From my friend James, these in-flight announcements were supposedly heard by a retired Delta Captain:-
“I was flying to San Francisco from Seattle this weekend, and the flight attendant, reading the flight safety information, had the whole plane looking at each other like “what the heck?” (Getting Seattle people to look at each other is an accomplishment.) So once we got airborne, I took out my laptop and typed up what she said so I wouldn’t forget. I’ve left out a few parts, I’m sure, but this is most of it.”
Hello, and welcome to Alaska Flight 438 to San Francisco. If you’re going to San Francisco, you’re in the right place. If you’re not going to San Francisco, you’re about to have a really long evening. We’d like to tell you now about some important safety features of this aircraft. The most important safety feature we have aboard this plane is …… The Flight Attendants. Please look at one now.
There are five exits aboard this plane: two at the front, two over the wings, and one out the plane’s rear end. If you’re seated in one of the exit rows, please do not store your bags by your feet. That would be a really bad idea. Please take a moment and look around and find the nearest exit.
Count the rows of seats between you and the exit. In the event that the need arises to find one, trust me, you’ll be glad you did. We have pretty blinking lights on the floor that will blink in the direction of the exits. White ones along the normal rows, and pretty red ones at the exit rows.
In the event of a loss of cabin pressure, these baggy things will drop down over your head. You stick it over your nose and mouth like the flight attendant is doing now. The bag won’t inflate, but there’s oxygen there, I promise. If you are sitting next to a small child, or someone who is acting like a small child, please do us all a favour and put on your mask first. If you are traveling with two or more children, please take a moment now to decide which one is your favourite. Help that one first and then work your way down.
In the seat pocket in front of you is a pamphlet about the safety features of this plane. I usually use it as a fan when I’m having my own personal summer. It makes a very good fan. It also has pretty pictures. Please take it out and play with it now.

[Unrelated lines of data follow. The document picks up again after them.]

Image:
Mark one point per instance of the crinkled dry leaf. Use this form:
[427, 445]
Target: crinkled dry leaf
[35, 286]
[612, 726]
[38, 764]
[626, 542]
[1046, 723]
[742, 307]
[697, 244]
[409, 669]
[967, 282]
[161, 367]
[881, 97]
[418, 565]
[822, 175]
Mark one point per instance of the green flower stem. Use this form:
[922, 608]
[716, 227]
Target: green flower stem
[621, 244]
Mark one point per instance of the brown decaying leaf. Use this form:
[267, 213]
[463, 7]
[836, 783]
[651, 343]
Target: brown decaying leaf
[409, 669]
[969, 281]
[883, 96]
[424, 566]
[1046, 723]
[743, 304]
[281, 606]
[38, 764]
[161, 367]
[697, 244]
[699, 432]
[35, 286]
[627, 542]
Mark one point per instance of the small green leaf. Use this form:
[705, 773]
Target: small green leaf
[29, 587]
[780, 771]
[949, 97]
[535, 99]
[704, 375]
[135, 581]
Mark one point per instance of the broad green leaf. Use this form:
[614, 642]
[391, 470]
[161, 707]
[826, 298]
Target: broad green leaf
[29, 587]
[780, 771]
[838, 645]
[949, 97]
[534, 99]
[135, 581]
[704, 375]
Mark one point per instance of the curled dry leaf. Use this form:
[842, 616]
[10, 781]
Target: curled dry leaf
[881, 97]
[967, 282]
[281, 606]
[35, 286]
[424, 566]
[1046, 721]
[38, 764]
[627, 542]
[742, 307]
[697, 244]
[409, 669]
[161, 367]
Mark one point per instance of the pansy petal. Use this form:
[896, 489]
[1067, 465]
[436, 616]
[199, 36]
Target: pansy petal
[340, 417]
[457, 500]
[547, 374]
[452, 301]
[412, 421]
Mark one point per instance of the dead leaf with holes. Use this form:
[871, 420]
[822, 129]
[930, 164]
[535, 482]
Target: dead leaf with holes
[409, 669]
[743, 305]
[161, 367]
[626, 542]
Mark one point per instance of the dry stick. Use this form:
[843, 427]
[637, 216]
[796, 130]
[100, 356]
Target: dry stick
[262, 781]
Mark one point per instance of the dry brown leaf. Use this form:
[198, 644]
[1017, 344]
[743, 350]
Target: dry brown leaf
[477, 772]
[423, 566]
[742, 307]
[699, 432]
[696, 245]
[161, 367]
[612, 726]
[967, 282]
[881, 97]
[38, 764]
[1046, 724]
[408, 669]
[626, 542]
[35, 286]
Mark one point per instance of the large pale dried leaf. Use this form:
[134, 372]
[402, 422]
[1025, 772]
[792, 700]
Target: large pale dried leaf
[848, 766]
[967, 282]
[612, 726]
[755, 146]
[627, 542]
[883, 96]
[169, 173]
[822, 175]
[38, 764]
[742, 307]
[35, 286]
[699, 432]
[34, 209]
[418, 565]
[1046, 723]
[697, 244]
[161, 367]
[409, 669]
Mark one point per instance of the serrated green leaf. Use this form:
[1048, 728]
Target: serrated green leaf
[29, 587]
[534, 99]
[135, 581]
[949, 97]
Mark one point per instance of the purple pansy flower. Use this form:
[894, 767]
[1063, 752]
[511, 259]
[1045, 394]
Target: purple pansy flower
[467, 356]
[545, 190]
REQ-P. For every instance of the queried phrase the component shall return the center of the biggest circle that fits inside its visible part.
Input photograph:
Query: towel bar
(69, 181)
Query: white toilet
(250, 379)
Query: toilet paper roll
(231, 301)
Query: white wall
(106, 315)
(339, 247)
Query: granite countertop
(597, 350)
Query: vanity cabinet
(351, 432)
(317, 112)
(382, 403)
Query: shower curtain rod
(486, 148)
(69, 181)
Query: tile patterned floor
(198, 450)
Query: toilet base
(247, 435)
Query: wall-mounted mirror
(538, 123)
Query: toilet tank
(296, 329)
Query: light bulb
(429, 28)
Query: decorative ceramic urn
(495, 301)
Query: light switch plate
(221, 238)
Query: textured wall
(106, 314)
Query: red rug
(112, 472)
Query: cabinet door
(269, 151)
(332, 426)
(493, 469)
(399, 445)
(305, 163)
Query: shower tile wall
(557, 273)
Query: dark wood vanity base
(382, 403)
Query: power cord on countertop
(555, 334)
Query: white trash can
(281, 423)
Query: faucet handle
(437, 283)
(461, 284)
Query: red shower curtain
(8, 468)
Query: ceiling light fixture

Please take a moment now to make sure your seat belts are fastened low and tight about your hips. To fasten the belt, insert the metal tab into the buckle. To release, it’s a pulley thing — not a pushy thing like your car, because you’re in an airplane — HELLO.
There is no smoking in the cabin on this flight. There is also no smoking in the lavatories. If we see smoke coming from the lavatories, we will assume you are on fire and put you out. This is a free service we provide. There are two smoking sections on this flight, one outside each wing exit. We do have a movie in the smoking sections tonight … hold on, let me check what it is … Oh here it is … the movie tonight is “Gone With the Wind.”
In a moment we will be turning off the cabin lights, and it’s going to get really dark, really fast. If you’re afraid of the dark, now would be a good time to reach up and press the yellow button. The yellow button turns on your reading light. Please don’t press the orange button unless you absolutely have to. The orange button is your seat ejection button.
We’re glad to have you with us on board this flight. Thank you for choosing Alaska Air, and giving us your business and your money. If there’s anything we can do to make you more comfortable, please don’t hesitate to ask.
If you all weren’t strapped down you would have given me a standing ovation, wouldn’t you?
Welcome to the San Francisco International Airport. Sorry about the bumpy landing. It’s not the Captain’s fault. It’s not the Co-pilot’s fault. It’s the Asphalt. Please remain seated until the plane is parked at the gate. At no time in history has a passenger beaten a plane to the gate. So please don’t even try.
Also, please be careful opening the overhead bins, because “shift happens.”